Recorde-se que, no seguimento de uma grande reportagem do Indy Star, de Indianapolis, sobre os alegados abusos sexuais de treinadores e membros do staff em alguns dos 3.500 ginásios em todo o país, a Federação Americana de Ginástica iniciou uma investigação independente para aferir sobre a situação e alterar as políticas adotadas pela organização. Em junho, 70 recomendações feitas pela antiga procuradora Deborah Daniels foram aceites e qualquer ginásio que não seguisse esse guião seria automaticamente excluído da USA Gymnastics. Foi também contratado Toby Stark, advogado, para dirigir o programa SafeSport.

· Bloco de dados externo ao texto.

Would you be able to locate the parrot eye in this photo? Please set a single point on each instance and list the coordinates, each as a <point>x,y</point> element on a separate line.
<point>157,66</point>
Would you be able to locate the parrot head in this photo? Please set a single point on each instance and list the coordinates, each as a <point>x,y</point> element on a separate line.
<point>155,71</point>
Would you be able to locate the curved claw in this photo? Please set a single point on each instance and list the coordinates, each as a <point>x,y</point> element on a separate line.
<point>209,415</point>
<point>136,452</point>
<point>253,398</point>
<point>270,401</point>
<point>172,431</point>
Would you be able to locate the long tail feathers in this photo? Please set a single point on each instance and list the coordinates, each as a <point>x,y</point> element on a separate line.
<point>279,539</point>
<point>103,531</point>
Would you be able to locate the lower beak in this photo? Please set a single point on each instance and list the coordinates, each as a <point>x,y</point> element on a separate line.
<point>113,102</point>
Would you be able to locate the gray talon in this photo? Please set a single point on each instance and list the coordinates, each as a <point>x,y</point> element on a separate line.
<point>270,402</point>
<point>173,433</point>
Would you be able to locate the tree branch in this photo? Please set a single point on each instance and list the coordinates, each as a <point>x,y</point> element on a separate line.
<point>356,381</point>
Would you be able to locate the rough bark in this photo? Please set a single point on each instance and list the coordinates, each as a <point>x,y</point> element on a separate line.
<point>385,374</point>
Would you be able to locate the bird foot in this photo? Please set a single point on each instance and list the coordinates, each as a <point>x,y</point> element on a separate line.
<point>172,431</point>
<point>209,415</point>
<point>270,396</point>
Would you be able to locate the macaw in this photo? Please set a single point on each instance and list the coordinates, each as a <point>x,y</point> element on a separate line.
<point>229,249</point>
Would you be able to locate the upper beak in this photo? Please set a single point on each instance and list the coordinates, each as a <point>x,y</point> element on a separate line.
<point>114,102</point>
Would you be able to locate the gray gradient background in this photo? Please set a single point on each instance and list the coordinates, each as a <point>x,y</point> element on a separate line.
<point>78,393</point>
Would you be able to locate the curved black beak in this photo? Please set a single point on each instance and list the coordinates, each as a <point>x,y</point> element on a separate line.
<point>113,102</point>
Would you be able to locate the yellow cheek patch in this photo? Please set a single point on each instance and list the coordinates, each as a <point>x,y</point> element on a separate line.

Larry Nassar encontra-se nesta altura detido no Michigan, depois de se ter declarado culpado por três crimes de posse de pornografia infantil. Ao mesmo tempo, o antigo médico aguarda por uma série de julgamentos noutras cidades do país, como a Califórnia, por crimes de abusos sexuais apresentados por mais de 100 mulheres. Em relação a estes processos, Nassar, de 53 anos, declarou-se inocente. As antigas ginastas Jamie Dantzscher, Jeanette Antolin e Jessica Howard foram das primeiras a denunciar publicamente o comportamento de Nassar. O Michingan News fez o apanhado de todas as acusações já existentes no passado mês de março.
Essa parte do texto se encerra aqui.